Protective effects of trichosanthin in Herpes simplex virus-1 encephalitis in mice.
- Author:
Guang-Fu CHEN
1
;
Wen-Ge HUANG
;
Feng-Ying CHEN
;
Jin-Lan SHAN
Author Information
- Publication Type:Journal Article
- MeSH: Animals; Body Water; metabolism; Brain; metabolism; pathology; virology; Encephalitis, Viral; drug therapy; Female; Herpes Simplex; drug therapy; Herpesvirus 1, Human; Male; Mice; Neuroprotective Agents; therapeutic use; Trichosanthin; therapeutic use
- From: Chinese Journal of Contemporary Pediatrics 2006;8(3):239-241
- CountryChina
- Language:Chinese
-
Abstract:
OBJECTIVETrichosanthin (TCS), a ribosome-inactivating protein extracted from the root tuber of Chinese medicinal herb Trichosanthes kirilowii maximowicz, has various pharmacological properties including abortifacient, anti-tumor and anti-virus. This study aimed to evaluate the effects of TCS on infectious brain injury induced by Herpes simplex virus-1 (HSV-1) in mice.
METHODSNinety mice were randomly assigned into three groups: Normal control group (n=30), Model group (n=30) and TCS-treated group (n=30). Viral encephalitis was induced by intracranial inoculation of HSV-1 in the latter two groups. The TCS-treated group was injected with TCS 30 minutes before HSV-1 inoculation. The water content of brain tissue was measured at 1, 12, 24 and 48 hrs, and at 4 and 7 days after HSV-1 inoculation. The viral titer of brain tissue and brain histopathological changes were detected at 7 days after HSV-1 inoculation. The neurological deficient scores were determined daily.

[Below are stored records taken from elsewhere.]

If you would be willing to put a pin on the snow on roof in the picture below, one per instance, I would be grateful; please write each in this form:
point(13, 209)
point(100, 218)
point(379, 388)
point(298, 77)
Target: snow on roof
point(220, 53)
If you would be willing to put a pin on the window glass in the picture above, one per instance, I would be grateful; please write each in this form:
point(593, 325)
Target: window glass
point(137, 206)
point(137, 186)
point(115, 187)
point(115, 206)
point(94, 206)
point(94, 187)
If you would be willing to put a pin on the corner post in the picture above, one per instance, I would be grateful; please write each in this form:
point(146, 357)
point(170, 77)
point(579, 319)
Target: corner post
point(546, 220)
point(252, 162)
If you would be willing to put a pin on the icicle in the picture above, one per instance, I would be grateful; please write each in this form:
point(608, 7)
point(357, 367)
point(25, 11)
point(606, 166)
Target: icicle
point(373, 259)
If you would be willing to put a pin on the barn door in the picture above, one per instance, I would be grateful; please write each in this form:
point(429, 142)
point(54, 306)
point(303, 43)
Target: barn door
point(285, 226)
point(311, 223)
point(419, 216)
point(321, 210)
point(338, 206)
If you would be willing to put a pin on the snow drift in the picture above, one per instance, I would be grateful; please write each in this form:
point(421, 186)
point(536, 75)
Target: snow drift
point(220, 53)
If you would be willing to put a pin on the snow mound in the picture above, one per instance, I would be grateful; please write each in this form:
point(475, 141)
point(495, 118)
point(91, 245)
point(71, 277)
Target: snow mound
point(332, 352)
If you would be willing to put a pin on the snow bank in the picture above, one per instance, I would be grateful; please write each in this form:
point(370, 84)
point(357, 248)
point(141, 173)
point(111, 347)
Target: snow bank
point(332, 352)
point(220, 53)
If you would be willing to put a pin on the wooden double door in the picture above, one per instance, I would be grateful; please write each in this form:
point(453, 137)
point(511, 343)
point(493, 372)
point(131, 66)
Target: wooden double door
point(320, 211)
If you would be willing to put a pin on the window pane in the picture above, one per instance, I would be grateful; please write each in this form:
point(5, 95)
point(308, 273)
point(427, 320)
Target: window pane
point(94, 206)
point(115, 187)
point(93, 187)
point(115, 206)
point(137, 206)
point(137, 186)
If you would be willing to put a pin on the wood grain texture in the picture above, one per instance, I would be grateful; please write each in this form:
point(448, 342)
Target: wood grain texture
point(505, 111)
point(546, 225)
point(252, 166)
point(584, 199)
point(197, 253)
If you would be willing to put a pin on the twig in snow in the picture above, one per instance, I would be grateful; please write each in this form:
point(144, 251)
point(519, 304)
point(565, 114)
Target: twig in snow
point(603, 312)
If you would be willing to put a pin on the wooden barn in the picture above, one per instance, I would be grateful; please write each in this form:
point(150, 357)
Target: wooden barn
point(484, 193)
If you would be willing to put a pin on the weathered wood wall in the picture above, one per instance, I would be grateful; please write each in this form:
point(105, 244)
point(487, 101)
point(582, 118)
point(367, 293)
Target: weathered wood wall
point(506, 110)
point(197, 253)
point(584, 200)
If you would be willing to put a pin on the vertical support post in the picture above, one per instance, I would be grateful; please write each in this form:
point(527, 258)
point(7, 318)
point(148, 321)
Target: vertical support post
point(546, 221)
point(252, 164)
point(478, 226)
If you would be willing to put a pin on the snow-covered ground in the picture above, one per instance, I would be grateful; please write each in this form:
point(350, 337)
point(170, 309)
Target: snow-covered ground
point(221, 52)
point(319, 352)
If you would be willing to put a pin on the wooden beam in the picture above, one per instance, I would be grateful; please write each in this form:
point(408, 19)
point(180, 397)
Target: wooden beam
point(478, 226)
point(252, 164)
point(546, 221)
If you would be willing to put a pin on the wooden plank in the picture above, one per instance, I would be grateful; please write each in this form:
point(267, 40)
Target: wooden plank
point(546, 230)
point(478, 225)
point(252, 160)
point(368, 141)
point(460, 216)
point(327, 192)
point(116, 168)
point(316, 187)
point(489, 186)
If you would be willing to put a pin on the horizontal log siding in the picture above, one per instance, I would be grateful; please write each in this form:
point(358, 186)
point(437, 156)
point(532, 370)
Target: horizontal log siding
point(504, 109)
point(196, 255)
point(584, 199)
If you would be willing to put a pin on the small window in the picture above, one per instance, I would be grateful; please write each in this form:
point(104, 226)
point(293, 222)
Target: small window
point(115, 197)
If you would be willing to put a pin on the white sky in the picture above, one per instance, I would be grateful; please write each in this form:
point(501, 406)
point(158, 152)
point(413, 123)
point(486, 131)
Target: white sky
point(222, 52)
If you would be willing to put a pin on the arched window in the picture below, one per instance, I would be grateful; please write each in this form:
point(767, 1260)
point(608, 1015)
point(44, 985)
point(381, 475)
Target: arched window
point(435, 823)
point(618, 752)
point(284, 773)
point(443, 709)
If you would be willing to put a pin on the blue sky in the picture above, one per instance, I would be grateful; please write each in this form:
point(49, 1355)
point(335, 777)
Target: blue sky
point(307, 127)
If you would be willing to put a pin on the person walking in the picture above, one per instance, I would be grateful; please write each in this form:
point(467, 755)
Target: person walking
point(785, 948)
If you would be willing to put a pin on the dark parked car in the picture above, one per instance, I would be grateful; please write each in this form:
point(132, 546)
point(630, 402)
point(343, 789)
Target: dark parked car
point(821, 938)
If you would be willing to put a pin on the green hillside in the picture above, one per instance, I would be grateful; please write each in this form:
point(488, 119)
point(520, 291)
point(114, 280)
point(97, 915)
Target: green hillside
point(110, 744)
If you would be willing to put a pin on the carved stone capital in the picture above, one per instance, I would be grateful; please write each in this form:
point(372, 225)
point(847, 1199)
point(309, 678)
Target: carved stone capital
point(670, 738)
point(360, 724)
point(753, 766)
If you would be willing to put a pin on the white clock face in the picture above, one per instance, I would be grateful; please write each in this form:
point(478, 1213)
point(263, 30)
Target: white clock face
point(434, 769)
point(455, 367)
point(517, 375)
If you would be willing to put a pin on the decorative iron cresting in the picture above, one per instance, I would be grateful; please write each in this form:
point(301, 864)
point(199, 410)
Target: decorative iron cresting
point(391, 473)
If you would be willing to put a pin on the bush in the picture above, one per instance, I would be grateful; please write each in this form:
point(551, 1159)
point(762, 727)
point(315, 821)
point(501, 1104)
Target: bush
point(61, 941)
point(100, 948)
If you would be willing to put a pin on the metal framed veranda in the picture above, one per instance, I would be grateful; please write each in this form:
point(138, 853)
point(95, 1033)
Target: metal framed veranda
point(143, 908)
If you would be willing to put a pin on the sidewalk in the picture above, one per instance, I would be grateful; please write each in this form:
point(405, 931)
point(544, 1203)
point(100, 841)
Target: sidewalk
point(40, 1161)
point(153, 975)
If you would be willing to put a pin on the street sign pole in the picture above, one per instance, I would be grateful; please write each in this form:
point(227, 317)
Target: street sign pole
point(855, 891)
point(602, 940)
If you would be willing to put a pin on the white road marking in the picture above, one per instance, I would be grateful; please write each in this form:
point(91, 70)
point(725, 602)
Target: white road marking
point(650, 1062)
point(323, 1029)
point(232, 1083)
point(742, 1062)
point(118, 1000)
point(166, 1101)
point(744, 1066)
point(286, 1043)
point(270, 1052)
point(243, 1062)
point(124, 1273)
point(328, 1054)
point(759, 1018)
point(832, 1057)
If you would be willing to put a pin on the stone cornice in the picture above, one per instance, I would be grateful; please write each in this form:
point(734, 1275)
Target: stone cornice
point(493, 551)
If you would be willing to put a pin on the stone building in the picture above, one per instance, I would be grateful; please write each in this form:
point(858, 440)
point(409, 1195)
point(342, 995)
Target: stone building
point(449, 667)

RESULTSThe water content of brain tissue in the TCS-treated group between 48 hrs and 7 days after HSV-1 inoculation was significantly lower than that in the Model group (P < 0.05), although it was significantly higher than that in the Normal control group (P < 0.05). The viral titer of brain tissue in the TCS-treated group was markedly lower than that in the Model group (1.16 +/- 0.45 vs 2.89 +/- 0.44; P < 0.05) 7 days after HSV-1 inoculation. The neurological deficient scores of the TCS-treated group after 24 hrs of HSV-1 inoculation were significantly lower than that in the Model group but were higher than those of the Normal control group. TCS treatment resulted in alleviated pathological changes of brain tissue compared with the Model group 7 days after HSV-1 inoculation.
CONCLUSIONSTCS has protective effects against infectious brain injury induced by HSV-1 in mice.